Il est acquis, bien que la société [9] estime que les circonstances de l’accident sont indéterminées, que la salariée a été blessée à l’occasion d’un changement de bobine, par la chute sur son pied d’une bobine ou de son culot. Mais ces circonstances ne permettent pas en soi de considérer que le poste était un poste à risques particuliers, et le permettent d’autant moins que Mme [U] évoque une défaillance du crochet tenant la bobine de papier, laissant supposer a contrario que le fonctionnement normal de la machine n’était pas spécialement dangereux.

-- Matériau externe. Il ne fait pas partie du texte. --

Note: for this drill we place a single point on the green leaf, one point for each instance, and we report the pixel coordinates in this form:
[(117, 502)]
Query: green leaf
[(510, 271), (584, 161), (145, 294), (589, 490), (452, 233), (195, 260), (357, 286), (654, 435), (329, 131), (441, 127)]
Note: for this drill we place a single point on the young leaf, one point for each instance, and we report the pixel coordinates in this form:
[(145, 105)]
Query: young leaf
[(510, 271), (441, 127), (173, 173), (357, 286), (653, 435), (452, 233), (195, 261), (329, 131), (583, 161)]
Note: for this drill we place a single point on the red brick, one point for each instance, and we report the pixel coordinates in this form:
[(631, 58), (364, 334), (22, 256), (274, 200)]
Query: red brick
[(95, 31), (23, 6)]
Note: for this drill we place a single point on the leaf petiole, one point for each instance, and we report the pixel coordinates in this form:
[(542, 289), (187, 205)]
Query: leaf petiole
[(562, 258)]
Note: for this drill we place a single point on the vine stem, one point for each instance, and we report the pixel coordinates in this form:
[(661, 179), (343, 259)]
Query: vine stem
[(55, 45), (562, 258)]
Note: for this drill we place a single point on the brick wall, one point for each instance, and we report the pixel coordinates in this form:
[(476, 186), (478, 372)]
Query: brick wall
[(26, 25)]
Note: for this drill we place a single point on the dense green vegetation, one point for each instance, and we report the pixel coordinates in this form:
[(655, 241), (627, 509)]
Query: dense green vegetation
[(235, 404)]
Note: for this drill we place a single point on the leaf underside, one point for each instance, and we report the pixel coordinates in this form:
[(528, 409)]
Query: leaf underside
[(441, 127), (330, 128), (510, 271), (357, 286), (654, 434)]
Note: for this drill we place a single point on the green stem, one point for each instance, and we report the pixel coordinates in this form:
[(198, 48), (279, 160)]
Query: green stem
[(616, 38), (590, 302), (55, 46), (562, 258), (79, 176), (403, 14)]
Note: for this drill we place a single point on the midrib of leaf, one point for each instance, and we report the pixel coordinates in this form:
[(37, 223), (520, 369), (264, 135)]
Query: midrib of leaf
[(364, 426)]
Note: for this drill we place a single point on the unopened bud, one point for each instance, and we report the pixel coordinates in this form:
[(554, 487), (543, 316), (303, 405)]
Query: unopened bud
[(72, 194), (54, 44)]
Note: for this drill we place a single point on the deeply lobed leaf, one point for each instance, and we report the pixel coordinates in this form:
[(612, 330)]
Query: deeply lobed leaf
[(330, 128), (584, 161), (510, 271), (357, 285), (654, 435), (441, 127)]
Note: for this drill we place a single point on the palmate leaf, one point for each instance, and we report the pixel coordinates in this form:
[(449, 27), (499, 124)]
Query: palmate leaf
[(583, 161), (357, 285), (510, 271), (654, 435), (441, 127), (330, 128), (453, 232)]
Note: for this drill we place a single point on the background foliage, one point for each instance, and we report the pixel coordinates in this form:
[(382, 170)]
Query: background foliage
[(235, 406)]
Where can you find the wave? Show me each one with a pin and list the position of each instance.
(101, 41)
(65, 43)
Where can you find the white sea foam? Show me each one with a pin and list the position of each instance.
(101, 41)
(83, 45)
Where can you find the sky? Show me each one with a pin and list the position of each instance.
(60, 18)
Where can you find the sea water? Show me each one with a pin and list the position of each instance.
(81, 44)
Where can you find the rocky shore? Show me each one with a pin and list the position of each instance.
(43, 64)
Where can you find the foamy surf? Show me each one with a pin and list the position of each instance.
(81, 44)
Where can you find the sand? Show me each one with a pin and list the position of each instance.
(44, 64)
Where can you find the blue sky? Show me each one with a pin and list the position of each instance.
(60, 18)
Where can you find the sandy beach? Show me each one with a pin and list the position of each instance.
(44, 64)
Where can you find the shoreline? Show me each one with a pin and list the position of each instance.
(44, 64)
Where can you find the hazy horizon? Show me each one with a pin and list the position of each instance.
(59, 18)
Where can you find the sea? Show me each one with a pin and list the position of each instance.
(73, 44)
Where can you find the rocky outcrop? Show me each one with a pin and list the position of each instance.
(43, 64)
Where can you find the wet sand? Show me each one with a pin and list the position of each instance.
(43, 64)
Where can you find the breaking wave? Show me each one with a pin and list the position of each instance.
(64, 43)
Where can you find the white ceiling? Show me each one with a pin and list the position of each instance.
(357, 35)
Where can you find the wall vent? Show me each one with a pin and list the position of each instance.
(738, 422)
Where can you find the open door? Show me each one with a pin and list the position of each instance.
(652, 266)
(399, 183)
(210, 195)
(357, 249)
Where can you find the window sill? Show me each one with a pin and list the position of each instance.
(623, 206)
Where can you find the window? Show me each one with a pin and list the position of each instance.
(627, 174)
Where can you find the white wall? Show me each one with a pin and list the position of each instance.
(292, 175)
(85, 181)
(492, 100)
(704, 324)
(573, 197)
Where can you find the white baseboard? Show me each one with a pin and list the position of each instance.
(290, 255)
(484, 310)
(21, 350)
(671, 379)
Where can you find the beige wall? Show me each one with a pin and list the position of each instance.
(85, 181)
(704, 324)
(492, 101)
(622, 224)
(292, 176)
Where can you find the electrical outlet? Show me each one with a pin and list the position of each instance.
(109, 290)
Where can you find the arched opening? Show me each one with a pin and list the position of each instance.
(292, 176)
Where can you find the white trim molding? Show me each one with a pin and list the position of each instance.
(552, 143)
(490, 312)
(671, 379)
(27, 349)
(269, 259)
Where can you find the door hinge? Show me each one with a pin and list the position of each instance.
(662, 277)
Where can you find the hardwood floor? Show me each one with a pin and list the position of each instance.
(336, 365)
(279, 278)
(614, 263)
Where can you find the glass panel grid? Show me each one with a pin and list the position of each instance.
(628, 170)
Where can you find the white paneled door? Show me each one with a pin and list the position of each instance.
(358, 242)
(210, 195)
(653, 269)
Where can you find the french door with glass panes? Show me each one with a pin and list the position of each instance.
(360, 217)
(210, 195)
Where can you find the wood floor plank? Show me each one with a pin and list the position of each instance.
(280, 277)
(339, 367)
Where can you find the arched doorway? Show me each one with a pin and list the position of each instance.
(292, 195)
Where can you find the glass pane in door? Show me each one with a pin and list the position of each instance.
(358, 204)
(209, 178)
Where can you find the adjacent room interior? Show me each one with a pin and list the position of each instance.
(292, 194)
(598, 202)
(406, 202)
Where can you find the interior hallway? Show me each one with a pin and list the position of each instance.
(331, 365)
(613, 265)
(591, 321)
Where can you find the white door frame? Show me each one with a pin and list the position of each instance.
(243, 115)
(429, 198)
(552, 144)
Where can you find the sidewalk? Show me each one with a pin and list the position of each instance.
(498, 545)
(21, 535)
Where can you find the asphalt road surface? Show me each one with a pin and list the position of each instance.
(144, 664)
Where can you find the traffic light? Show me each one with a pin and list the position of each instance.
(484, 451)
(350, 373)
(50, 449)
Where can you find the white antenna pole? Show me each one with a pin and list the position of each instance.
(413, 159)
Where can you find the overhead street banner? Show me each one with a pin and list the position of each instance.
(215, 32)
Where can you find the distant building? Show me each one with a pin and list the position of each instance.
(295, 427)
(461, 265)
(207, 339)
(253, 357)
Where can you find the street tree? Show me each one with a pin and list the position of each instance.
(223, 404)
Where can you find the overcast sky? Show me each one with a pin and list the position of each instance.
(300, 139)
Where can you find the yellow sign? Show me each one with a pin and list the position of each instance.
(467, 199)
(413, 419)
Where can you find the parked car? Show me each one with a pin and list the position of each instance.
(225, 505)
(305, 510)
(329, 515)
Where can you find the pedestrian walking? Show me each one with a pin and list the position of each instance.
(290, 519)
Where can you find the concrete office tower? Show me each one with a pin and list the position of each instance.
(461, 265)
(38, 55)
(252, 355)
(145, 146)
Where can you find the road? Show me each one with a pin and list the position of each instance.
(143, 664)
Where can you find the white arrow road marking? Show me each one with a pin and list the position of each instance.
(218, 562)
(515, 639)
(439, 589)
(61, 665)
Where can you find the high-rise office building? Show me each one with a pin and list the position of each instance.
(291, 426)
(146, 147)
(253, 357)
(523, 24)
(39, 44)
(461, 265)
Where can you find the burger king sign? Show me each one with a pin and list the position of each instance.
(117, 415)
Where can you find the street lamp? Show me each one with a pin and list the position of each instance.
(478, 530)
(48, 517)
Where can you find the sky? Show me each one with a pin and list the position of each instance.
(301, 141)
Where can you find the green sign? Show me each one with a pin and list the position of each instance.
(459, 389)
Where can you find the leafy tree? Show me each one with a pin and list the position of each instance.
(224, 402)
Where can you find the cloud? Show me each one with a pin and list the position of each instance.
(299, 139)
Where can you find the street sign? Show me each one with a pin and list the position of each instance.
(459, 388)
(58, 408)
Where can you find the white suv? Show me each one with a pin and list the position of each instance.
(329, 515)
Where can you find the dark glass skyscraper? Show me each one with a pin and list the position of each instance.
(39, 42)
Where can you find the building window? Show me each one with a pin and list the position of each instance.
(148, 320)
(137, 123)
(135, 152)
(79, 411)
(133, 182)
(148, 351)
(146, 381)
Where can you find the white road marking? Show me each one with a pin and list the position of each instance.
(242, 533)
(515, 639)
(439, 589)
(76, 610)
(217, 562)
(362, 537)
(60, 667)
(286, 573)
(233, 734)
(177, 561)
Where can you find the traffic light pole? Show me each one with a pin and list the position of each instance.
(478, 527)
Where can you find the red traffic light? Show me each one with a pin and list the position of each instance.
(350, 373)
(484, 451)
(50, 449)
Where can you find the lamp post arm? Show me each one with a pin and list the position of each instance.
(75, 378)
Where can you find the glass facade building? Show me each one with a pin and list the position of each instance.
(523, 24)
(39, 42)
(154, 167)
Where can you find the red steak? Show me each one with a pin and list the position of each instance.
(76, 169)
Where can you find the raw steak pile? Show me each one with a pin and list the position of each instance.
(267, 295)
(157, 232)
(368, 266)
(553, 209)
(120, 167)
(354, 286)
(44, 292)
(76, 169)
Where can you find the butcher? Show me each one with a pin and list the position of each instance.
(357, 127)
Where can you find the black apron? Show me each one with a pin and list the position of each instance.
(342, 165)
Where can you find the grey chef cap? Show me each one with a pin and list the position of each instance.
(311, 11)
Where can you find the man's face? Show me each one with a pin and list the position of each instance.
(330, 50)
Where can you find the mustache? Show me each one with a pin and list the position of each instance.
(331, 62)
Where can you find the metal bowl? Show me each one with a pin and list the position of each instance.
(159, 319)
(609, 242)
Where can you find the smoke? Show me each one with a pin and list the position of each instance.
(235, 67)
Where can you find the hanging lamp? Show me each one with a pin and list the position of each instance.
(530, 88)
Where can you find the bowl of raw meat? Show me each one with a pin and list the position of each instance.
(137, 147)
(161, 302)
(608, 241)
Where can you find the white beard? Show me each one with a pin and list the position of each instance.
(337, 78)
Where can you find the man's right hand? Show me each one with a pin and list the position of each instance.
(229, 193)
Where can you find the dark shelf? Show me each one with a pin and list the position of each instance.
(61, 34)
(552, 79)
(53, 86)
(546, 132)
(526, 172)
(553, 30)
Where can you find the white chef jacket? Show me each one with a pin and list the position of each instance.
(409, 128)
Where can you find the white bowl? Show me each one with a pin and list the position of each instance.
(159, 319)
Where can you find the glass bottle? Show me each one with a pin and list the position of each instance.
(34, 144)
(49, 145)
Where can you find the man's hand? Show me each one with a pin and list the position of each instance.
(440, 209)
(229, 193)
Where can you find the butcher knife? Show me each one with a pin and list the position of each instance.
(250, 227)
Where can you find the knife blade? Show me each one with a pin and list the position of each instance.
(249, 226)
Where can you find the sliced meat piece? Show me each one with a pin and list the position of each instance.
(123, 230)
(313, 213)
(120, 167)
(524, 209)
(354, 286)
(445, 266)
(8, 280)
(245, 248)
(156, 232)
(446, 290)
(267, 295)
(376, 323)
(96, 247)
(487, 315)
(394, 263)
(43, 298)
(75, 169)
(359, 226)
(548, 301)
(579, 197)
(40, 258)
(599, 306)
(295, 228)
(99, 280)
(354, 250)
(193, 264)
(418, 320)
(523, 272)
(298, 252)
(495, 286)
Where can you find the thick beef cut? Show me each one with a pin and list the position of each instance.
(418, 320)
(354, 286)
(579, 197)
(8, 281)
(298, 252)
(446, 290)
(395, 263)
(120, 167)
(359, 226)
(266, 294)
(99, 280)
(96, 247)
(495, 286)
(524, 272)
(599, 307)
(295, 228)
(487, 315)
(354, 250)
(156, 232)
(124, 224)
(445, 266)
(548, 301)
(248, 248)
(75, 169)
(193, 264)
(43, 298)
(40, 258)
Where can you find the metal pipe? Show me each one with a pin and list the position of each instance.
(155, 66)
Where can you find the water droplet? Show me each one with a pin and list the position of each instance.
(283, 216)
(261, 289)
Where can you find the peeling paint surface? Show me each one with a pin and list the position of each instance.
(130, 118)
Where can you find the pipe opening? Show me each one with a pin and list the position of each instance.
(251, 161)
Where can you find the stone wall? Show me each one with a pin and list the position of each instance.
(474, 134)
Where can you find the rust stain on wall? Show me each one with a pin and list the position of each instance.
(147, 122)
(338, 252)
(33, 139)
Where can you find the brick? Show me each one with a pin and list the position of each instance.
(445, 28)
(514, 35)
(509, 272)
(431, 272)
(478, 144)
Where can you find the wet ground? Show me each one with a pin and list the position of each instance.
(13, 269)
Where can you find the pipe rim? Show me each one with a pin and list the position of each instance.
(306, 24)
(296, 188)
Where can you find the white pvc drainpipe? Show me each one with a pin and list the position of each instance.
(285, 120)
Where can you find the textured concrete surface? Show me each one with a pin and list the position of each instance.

En l’absence de preuve de ce que le poste qu’elle occupait présentait un risque particulier pour sa santé ou sa sécurité, elle ne peut se prévaloir de la présomption de faute inexcusable.
Dès lors, Mme [U] qui ne développe ses moyens de fait qu’à l’appui de l’allégation de présomption de faute inexcusable, est déboutée de sa demande de reconnaissance d’une faute inexcusable.
Il convient donc de confirmer le jugement.
II. Sur les frais du procès
Mme [U], partie perdante, est condamnée aux dépens de première instance et d’appel.
Par suite, elle est déboutée de sa demande sur le fondement de l’article 700 du code de procédure civile. Il est équitable de débouter également la société [8] de sa demande à ce titre.
PAR CES MOTIFS
La cour, statuant publiquement, par mise à disposition au greffe, contradictoirement et en dernier ressort,
Confirme le jugement rendu le 30 mars 2022 par le tribunal judiciaire de Rouen, pôle social,
Y ajoutant,
Condamne Mme [U] aux dépens d’appel,
Déboute Mme [U] et la société [8] de leurs demandes respectives au titre de l’article 700 du code de procédure civile.